La République en marche souligne que les aides seront « orientées en priorité vers les exploitations à taille humaine » et des « modèles propres et respectueux du bien-être animal », avec l’objectif de « doubler les surfaces en bio ». Pourtant, c’est sous le gouvernement d’Emmanuel Macron que l’Etat se désengage des aides au maintien de l’agriculture bio, comme nous le relatons dans cet article.

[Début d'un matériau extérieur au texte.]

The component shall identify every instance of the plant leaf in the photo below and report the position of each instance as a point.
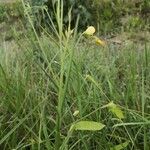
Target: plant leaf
(120, 146)
(88, 125)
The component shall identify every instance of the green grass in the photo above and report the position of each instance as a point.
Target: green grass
(46, 79)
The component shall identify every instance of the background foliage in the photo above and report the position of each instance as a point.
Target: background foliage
(106, 15)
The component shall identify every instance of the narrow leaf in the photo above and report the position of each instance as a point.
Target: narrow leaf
(88, 125)
(120, 146)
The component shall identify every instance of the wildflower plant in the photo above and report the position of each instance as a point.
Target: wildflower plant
(89, 33)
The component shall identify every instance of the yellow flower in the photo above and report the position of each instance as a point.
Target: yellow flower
(98, 41)
(90, 31)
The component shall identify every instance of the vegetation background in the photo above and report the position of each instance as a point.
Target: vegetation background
(61, 90)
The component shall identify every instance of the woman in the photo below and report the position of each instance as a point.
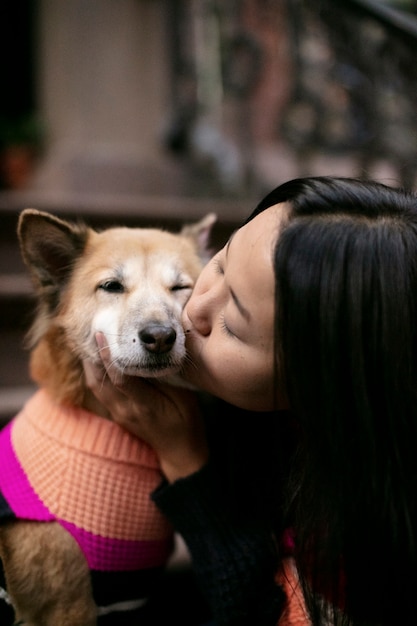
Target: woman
(306, 321)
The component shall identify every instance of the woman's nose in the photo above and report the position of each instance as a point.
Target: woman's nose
(198, 311)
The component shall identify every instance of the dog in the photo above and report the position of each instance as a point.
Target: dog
(81, 542)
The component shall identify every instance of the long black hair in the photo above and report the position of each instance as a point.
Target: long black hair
(345, 268)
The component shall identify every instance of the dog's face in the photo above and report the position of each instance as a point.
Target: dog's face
(129, 283)
(132, 285)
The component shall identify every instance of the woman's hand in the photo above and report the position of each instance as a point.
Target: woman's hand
(167, 418)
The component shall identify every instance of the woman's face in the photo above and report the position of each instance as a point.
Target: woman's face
(229, 319)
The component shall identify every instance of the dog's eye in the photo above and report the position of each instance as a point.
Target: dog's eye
(112, 286)
(179, 287)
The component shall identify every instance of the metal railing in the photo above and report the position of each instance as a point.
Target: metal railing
(355, 85)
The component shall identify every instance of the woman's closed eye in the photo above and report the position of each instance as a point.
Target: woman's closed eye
(225, 328)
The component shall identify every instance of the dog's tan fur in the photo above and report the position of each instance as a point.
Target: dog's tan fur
(127, 283)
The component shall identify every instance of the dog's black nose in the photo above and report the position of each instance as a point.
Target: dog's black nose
(157, 338)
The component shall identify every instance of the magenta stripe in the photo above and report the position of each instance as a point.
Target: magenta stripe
(106, 554)
(15, 486)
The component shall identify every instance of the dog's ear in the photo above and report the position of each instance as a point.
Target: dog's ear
(49, 246)
(200, 233)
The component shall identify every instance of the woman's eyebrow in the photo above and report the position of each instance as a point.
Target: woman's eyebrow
(242, 310)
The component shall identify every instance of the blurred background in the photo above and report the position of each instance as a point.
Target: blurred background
(154, 112)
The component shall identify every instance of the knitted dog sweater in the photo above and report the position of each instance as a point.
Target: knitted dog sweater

Les Républicains proposent également dans leur programme de « renforcer les aides à la conversion vers l’agriculture biologique ». Or, dans les régions passées à droite, les financements du bio et de l’agriculture paysanne ont été sabrés. En Auvergne-Rhône-Alpes, dirigée par le chef de parti LR Laurent Wauquiez, « toutes les structures dans le domaine de l’agriculture paysanne ont eu une baisse de financement ». L’association Solidarité Paysans, qui accompagne les paysans en difficulté, a subi par exemple une baisse de 20 % de ses financements en Rhône-Alpes. Terre de Liens, qui acquiert du foncier via l’épargne solidaire pour installer des paysans, doit réduire ses effectifs. L’Ardear, qui accompagne les paysans dans leur autonomie, a aussi été touchée.

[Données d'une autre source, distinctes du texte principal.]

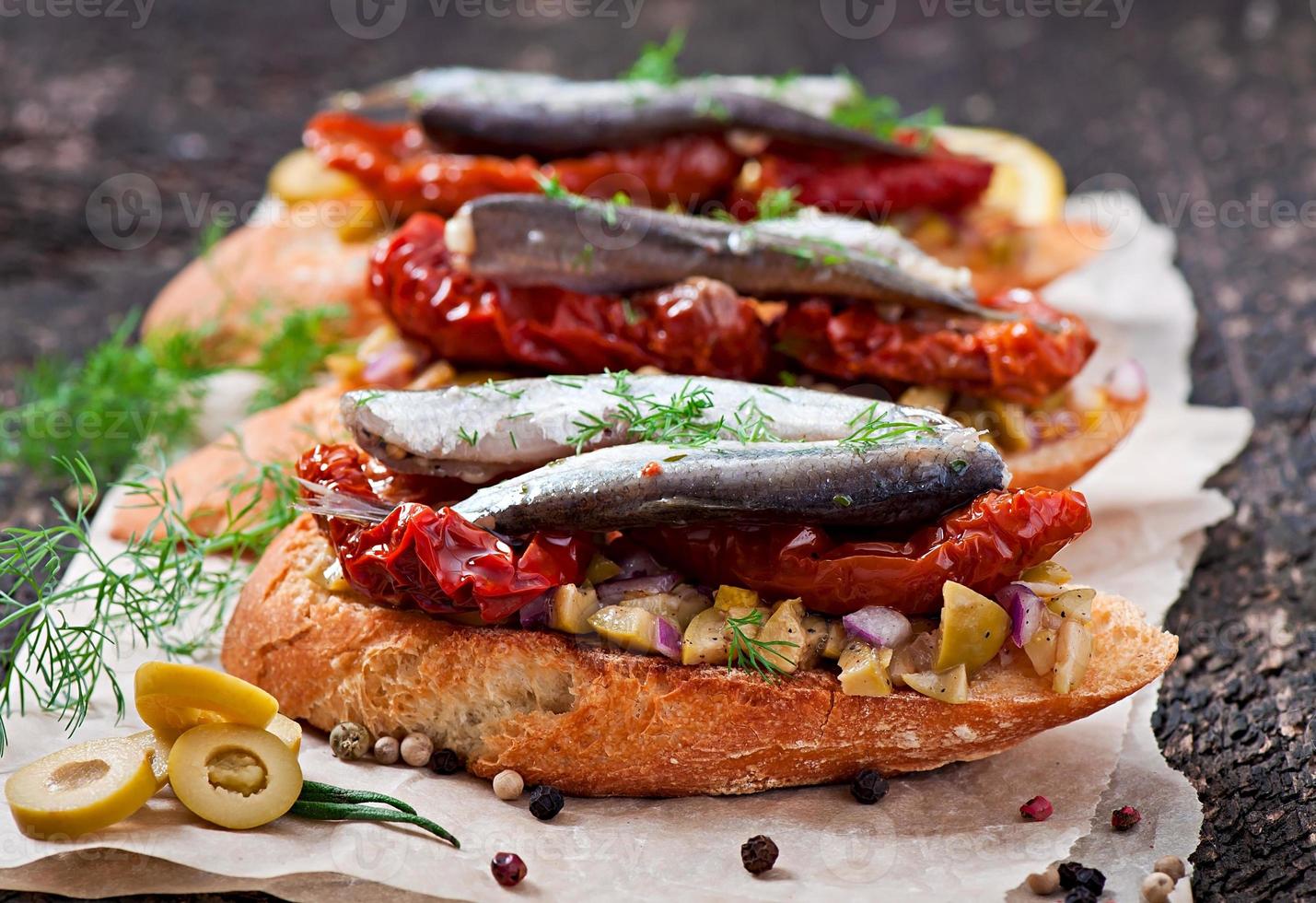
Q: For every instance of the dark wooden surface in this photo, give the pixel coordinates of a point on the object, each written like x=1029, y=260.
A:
x=1207, y=103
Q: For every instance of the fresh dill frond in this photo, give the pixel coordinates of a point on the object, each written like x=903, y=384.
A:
x=677, y=420
x=657, y=62
x=873, y=429
x=751, y=653
x=104, y=407
x=169, y=587
x=776, y=203
x=295, y=353
x=880, y=115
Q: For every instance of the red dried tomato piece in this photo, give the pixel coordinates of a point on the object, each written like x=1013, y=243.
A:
x=984, y=545
x=1015, y=361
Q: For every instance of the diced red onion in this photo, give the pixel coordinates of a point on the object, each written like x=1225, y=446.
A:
x=668, y=639
x=536, y=613
x=1024, y=608
x=612, y=592
x=878, y=626
x=637, y=564
x=1128, y=382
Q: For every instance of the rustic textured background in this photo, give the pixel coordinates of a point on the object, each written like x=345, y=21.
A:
x=1205, y=107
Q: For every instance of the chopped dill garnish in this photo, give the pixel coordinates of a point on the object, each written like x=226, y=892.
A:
x=879, y=115
x=657, y=62
x=776, y=205
x=873, y=428
x=751, y=653
x=677, y=420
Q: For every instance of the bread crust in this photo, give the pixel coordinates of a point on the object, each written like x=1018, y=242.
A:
x=261, y=273
x=207, y=484
x=603, y=723
x=1061, y=463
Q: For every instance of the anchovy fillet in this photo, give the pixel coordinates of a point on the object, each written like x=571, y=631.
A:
x=512, y=113
x=599, y=246
x=478, y=432
x=907, y=481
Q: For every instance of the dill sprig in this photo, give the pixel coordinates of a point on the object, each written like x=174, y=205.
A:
x=168, y=587
x=873, y=428
x=294, y=355
x=657, y=62
x=751, y=653
x=677, y=420
x=880, y=115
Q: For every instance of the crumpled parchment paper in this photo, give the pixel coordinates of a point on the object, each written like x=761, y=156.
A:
x=954, y=834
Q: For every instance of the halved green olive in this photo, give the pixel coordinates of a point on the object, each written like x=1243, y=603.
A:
x=233, y=774
x=80, y=789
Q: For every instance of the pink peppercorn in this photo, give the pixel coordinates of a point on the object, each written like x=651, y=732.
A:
x=1039, y=808
x=1125, y=817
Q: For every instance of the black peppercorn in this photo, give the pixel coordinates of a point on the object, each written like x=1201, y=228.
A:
x=445, y=761
x=545, y=802
x=868, y=786
x=508, y=869
x=758, y=854
x=1125, y=817
x=1076, y=875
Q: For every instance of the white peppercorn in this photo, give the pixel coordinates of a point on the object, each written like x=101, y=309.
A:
x=349, y=742
x=416, y=749
x=1171, y=865
x=1045, y=882
x=386, y=751
x=1157, y=886
x=508, y=785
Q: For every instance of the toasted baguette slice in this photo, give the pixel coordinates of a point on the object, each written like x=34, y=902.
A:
x=220, y=478
x=263, y=272
x=601, y=723
x=1060, y=463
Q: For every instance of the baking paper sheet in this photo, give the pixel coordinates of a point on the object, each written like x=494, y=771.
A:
x=954, y=834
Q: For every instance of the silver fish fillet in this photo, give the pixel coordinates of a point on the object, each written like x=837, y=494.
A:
x=478, y=432
x=902, y=482
x=600, y=246
x=512, y=113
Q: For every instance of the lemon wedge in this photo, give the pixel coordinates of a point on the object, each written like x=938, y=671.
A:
x=300, y=177
x=80, y=789
x=1027, y=182
x=172, y=697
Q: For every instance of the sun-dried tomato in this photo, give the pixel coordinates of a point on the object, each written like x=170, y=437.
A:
x=871, y=187
x=984, y=545
x=1014, y=361
x=432, y=557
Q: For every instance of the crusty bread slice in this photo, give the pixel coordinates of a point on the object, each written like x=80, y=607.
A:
x=603, y=723
x=1060, y=463
x=220, y=478
x=260, y=274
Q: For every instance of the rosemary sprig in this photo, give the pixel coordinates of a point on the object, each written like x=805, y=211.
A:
x=169, y=587
x=677, y=420
x=751, y=653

- Lire notre enquête : Neige artificielle, tout voiture, abandon du bio... Comment la droite prend sa revanche sur l’écologie

Le Rassemblement national veut, lui, arrêter de contribuer à la PAC pour la remplacer par une « Politique agricole française ». Le parti assure vouloir « protéger l’agriculture française face à la concurrence déloyale » tout en favorisant « à l’international les richesses du terroir ». Si le RN communique allègrement sur le « localisme » et la détaxation des circuits courts, notre récente enquête montre que leurs élus à Bruxelles se sont systématiquement prononcés contre toutes les mesures de protection des travailleurs européens. Avis aux agriculteurs dont un tiers ont un revenu mensuel inférieur à 354 euros par mois, subventions européennes comprises.